00:15:30.860 --> 00:15:32.600
That's just not what the derivative measures.

00:15:33.480 --> 00:15:38.369
What it means for the derivative of a distance function to be 0 is that the best

00:15:38.369 --> 00:15:43.320
constant approximation for the car's velocity around that point is 0 m per second.

00:15:44.080 --> 00:15:47.580
For example, if you look at an actual change in time,

00:15:47.580 --> 00:15:51.080
say between time 0 and 0.1 seconds, the car does move.

00:15:51.500 --> 00:15:53.700
It moves 0.001 m.

00:15:54.600 --> 00:15:59.853
That's very small, and importantly, it's very small compared to the change in time,

00:15:59.852 --> 00:16:02.979
giving an average speed of only 0.01 m per second.

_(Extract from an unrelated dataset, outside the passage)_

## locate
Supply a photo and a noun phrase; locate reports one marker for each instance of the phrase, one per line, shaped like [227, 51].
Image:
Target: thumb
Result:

00:16:03.679 --> 00:16:08.704
And remember, what it means for the derivative of this motion to be 0 is that

00:16:08.705 --> 00:16:13.860
for smaller and smaller nudges in time, this ratio of m per second approaches 0.

00:16:14.840 --> 00:16:16.720
But that's not to say that the car is static.

00:16:17.539 --> 00:16:20.966
Approximating its movement with a constant velocity of 0 is,

00:16:20.966 --> 00:16:22.820
after all, just an approximation.

00:16:24.340 --> 00:16:29.211
So whenever you hear people refer to the derivative as an instantaneous rate of change,

00:16:29.211 --> 00:16:33.472
a phrase which is intrinsically oxymoronic, I want you to think of that as a

00:16:33.472 --> 00:16:37.679
conceptual shorthand for the best constant approximation for rate of change.

00:16:39.179 --> 00:16:42.126
In the next couple videos, I'll be talking more about the derivative,

00:16:42.126 --> 00:16:45.241
what it looks like in different contexts, how do you actually compute it,

00:16:45.241 --> 00:16:48.399
why is it useful, things like that, focusing on visual intuition as always.